On MySQL, the VARCHAR datatype is the most useful column type for storing text, but its length counts towards a maximum row size of 65,535 bytes. To avoid producing a SQL script that will fail, SQLizer will estimate the size of the rows in your table and convert text columns to TEXT, MEDIUMTEXT or LONGTEXT data types in order to ensure the row will fit within the size limit (starting with the longest columns first). For exmaple, consider the following CSV:

ID,ShortText,LongText
1,foo,abc
2,bar,Lorem ipsum... 65535 bytes of text ...end
3,baz,xyz

The overall length of the row will cause the longest column ('LongText' in this instance) to be converted into a MEDIUMTEXT type:

CREATE TABLE IF NOT EXISTS long_text (
    `ID` INT,
    `ShortText` VARCHAR(3) CHARACTER SET utf8,
    `LongText` MEDIUMTEXT CHARACTER SET utf8
);
INSERT INTO text VALUES
    (1,'foo','abc'),
    (2,'bar','Lorem ipsum... 65535 bytes of text ...end'),
    (3,'baz','xyz');

For columns under 64000 bytes in length the TEXT type will be used. For columns longer than 16000000 bytes, the LONGTEXT type will be used.

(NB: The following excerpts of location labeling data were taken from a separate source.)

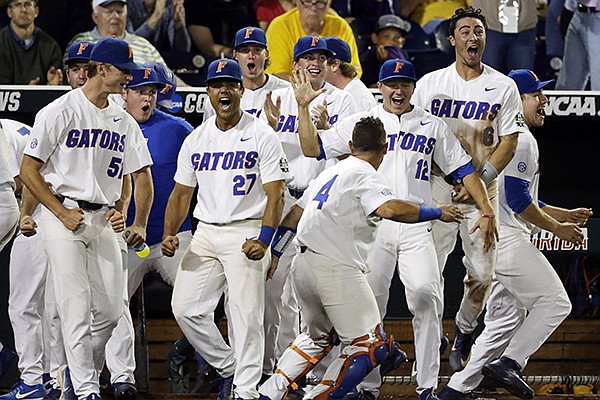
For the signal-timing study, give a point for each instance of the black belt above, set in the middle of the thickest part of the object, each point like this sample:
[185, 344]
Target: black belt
[295, 193]
[582, 8]
[84, 205]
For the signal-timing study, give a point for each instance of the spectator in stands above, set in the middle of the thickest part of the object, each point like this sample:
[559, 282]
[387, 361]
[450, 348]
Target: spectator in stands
[74, 15]
[76, 64]
[267, 10]
[310, 18]
[430, 13]
[162, 22]
[510, 34]
[388, 40]
[342, 74]
[110, 17]
[582, 52]
[212, 24]
[28, 55]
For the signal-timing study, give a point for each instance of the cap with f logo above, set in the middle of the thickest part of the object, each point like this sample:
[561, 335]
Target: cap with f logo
[250, 35]
[393, 69]
[224, 69]
[79, 51]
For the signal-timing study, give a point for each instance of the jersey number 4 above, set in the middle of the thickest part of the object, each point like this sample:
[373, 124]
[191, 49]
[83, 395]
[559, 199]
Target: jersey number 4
[323, 194]
[239, 184]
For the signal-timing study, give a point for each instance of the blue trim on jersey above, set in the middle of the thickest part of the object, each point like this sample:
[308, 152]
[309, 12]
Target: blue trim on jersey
[463, 171]
[164, 135]
[429, 213]
[321, 149]
[517, 193]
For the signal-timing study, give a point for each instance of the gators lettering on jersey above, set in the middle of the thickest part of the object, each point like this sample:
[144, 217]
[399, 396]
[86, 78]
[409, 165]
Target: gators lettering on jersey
[415, 141]
[101, 145]
[477, 111]
[303, 169]
[238, 162]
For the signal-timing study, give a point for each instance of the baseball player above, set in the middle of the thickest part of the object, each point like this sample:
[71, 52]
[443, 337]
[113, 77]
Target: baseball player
[336, 219]
[9, 217]
[81, 144]
[240, 168]
[78, 56]
[310, 52]
[251, 52]
[528, 301]
[416, 140]
[32, 308]
[482, 107]
[342, 74]
[164, 136]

SQL Server NVARCHAR Length

On SQL Server databases, the NVARCHAR datatype is used. If the maximum length of all text values is under 4000 characters, the column is sized using that limit. However, if the maximum length of all text values is over 4000 characters, the NVARCHAR(MAX) data type is used.